Я не говорю себе: «Тебе не надо было идти на дело, и тогда бы ты не попал в колонию». Нет, я вбил себе в башку, что удача не имела права отвернуться от меня как раз тогда, когда я почти что убедил легавых, что это, в конечном итоге, не моих рук дело. Стояла осень, а вечер выдался достаточно туманным, чтобы мы с моим приятелем Майком отправились бродить по улицам вместо того, чтобы торчать перед телеком или развалиться в шикарных плюшевых креслах в киношке. Но мне не сиделось на месте, потому как я полтора месяца вообще ничего не делал. Вы могли бы спросить, почему я так долго бездельничал, потому что обычно я, как и все, до седьмого пота вкалывал за фрезерным станком. Но штука в том, что мой папа умер от рака горла, а мама получила пять сотен фунтов страховки и пособий от фабрики, где он работал. Ей сказали «за потерю кормильца» или что-то типа того.

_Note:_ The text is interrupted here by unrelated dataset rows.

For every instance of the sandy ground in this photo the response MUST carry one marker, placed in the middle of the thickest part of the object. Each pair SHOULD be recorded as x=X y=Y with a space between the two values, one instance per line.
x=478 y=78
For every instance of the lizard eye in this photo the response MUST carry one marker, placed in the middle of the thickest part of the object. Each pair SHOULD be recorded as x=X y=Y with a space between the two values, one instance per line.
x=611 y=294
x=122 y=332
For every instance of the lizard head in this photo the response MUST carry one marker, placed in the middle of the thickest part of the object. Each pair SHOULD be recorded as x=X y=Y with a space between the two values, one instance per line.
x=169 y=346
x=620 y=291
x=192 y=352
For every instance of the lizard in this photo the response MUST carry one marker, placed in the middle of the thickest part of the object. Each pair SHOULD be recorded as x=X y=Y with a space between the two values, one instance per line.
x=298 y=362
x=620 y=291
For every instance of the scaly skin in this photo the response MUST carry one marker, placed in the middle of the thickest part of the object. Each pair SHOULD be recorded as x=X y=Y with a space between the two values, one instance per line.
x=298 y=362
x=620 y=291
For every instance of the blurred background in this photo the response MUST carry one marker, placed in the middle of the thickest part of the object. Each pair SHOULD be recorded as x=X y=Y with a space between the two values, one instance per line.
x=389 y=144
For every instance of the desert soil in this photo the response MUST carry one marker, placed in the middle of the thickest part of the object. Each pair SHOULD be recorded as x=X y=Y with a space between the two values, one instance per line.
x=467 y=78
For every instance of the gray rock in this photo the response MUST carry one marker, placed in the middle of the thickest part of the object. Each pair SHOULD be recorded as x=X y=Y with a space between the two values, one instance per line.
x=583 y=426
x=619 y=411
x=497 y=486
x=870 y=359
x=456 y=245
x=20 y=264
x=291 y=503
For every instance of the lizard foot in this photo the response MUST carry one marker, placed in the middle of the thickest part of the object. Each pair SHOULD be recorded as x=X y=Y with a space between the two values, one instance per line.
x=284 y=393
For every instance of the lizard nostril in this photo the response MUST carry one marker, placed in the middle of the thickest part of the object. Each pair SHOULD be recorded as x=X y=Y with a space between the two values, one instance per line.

Теперь-то я знаю, и мама, наверное, думала так же, что пачка новеньких синих купюр ничего не значит ни для одной живой души, пока эти бумажки не начнут перелетать у вас из рук в кассу какого-нибудь торговца, а взамен их торговец этот не начнет подавать вам через прилавок всякие классные штучки. Так что как только она получила деньги, мама повезла меня и пятерых моих братьев и сестер в город и нарядила в новенькие шмотки. Потом она заказала телевизор с диагональю в пятьдесят четыре сантиметра и новый ковер, потому что старый папа так перед смертью запачкал кровью, что тот не отчищался. А затем прикатила домой на такси с массой коробок и новой шубой. И вы знаете – конечно, не поверите мне – что назавтра в ее распухшей сумке осталось почти триста фунтов? И после этого кто-то из нас стал бы работать? Бедный папа, он не дожил, чтобы взглянуть на все это, а ведь именно он принял страдания и смерть за этакую кучу бабок.